Clarification in Section 5.10 of K&R 2

Question

A pattern recognition program must print all lines containing the patter if the input is find pattern. If the input is find -x pattern, the program must print all lines except the lines containing pattern.

// .....
switch(c)
{
case 'x':
    except=1;
    break;
// ......
}

// ......
while(getline(line,MAXLINE)>0)
    {
    line_num++;
    if( (strstr(line,*argv)!=NULL) != except)
        {
        if(number)
            printf("%ld:",linenum);
        printf("%s",line);
        found++;
        }
    }
// ......

In the above code from K&R except can either be 1 or 0. How does if(strstr...) block functions effectively to handle -x ?

Answer 1

I am not familiar with the code, however this statement will evaluate to a boolean (0 or 1) as strstr() will return a pointer to word being searched for or NULL if not found:

strstr(line, *argv) != NULL

So I guess except is set to 0 or 1 to effect the "was not found" or "was found" condition.

If -x is not passed then except is 0:

if ((strstr(line, *argv) != NULL) != 0)

which means if the word was found enter the if clause.

If -x is passed then except is 1:

if ((strstr(line, *argv) != NULL) != 1)

which means if the word was found don't enter the if clause.

It's confusing code, so I would recommend breaking it down to:

const char *word = strstr(line,*argv);
int wasfound = word != NULL;
if (wasfound != except)
{

}

and then stepping through with a debugger.

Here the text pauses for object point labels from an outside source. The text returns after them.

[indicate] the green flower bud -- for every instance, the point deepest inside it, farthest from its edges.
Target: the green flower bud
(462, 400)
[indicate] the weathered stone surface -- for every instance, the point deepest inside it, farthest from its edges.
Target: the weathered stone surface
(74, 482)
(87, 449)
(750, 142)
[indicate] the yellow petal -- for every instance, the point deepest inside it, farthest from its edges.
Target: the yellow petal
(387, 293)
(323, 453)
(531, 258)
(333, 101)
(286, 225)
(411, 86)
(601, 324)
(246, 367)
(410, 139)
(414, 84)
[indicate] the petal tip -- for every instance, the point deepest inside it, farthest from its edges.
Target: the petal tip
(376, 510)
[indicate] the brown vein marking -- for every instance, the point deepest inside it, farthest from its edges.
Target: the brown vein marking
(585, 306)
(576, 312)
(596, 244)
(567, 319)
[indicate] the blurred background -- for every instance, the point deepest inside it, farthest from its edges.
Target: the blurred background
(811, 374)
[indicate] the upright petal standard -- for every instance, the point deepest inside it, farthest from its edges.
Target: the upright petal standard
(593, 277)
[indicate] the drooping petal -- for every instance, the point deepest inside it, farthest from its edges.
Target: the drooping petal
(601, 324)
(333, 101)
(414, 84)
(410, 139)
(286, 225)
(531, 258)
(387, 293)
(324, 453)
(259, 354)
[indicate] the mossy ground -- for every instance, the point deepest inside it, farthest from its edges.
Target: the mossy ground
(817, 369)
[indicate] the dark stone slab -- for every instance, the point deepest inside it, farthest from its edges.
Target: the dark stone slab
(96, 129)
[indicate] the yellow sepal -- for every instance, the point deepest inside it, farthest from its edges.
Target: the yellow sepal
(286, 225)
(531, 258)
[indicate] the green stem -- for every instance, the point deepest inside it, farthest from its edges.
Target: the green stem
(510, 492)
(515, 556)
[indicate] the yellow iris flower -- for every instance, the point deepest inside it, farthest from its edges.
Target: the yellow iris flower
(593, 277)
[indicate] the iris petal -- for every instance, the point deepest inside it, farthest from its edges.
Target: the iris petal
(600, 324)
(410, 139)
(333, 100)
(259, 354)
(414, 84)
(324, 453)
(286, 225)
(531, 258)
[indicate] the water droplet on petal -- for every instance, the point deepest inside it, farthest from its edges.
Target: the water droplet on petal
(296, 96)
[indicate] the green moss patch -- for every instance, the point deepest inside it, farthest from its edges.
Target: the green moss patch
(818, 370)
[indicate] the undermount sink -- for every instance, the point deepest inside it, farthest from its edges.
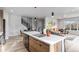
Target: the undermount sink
(39, 35)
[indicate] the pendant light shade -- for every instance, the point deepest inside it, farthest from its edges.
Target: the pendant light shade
(35, 18)
(52, 13)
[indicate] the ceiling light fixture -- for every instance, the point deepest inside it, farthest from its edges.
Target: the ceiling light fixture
(35, 7)
(52, 13)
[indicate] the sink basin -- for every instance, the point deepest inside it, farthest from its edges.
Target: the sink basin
(39, 35)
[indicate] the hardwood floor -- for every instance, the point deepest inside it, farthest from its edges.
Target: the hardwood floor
(13, 44)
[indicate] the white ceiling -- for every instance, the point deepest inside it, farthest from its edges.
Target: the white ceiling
(42, 12)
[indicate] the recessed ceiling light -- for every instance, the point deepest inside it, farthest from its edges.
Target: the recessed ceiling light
(35, 7)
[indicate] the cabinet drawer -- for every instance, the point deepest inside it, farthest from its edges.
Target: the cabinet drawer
(38, 45)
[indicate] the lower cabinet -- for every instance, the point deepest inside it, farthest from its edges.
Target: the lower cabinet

Learning to use a debugger is also vital.

Answer 2

The logic is simple. If the pattern is "-x" we should print all lines that do not contain the pattern.

For this pattern except is equal to 1.

So lines that contain the pattern satisfy the condition

strstr(line,*argv)!=NULL

that is this condition will be always equal to 1 if a line contains the pattern.

Thus if except is equal to 1 and the condition strstr(line,*argv)!=NULL is equal to 1 we should skip the pattern.

Otherwise if the condition strstr(line,*argv)!=NULL is not equal to 1 that is if the pattern is not found then the if statement

if( (strstr(line,*argv)!=NULL) != except)

yields true and its compound statement is executed.

On the other hand if except is equal to 0 then to achieve that the condition in the if statement would evaluate to true we need that the condition strstr(line,*argv)!=NULL would be equal to 1.

In fact you can rewrite the if statement

if( (strstr(line,*argv)!=NULL) != except)

the following way

if( ( ( strstr(line,*argv) != NULL ) == 1 && except == 0 ) ||
    ( ( strstr(line,*argv) != NULL ) == 0 && except == 1 ) )

Shortly speaking the if statement does the work if either

1 and 0

or

0 and 1

If either

1 and 1

or

0 and 0

then the if statement will not be executed.

Here 1 and 0 are results of evaluating of the two sub expressions in the if statement.

Answer 3

The != operator has the same truth value as an XOR operation. So you can break up

if( (strstr(line,*argv)!=NULL) != except)
    {
    if(number)
        printf("%ld:",linenum);
    printf("%s",line);
    found++;
    }

into (less efficient but maybe more clear)

char found_one_match;
if( strstr(line,*argv) != NULL )
{
    found_one_match = 1;
}
else
{
    found_one_match = 0;
}
found_one_match ^= except;
if (found_one_match)
{
    if(number)
        printf("%ld:",linenum);
    printf("%s",line);
}
found += found_one_match;

In other words, except reverses the effect of what happens when a pattern is found in the string.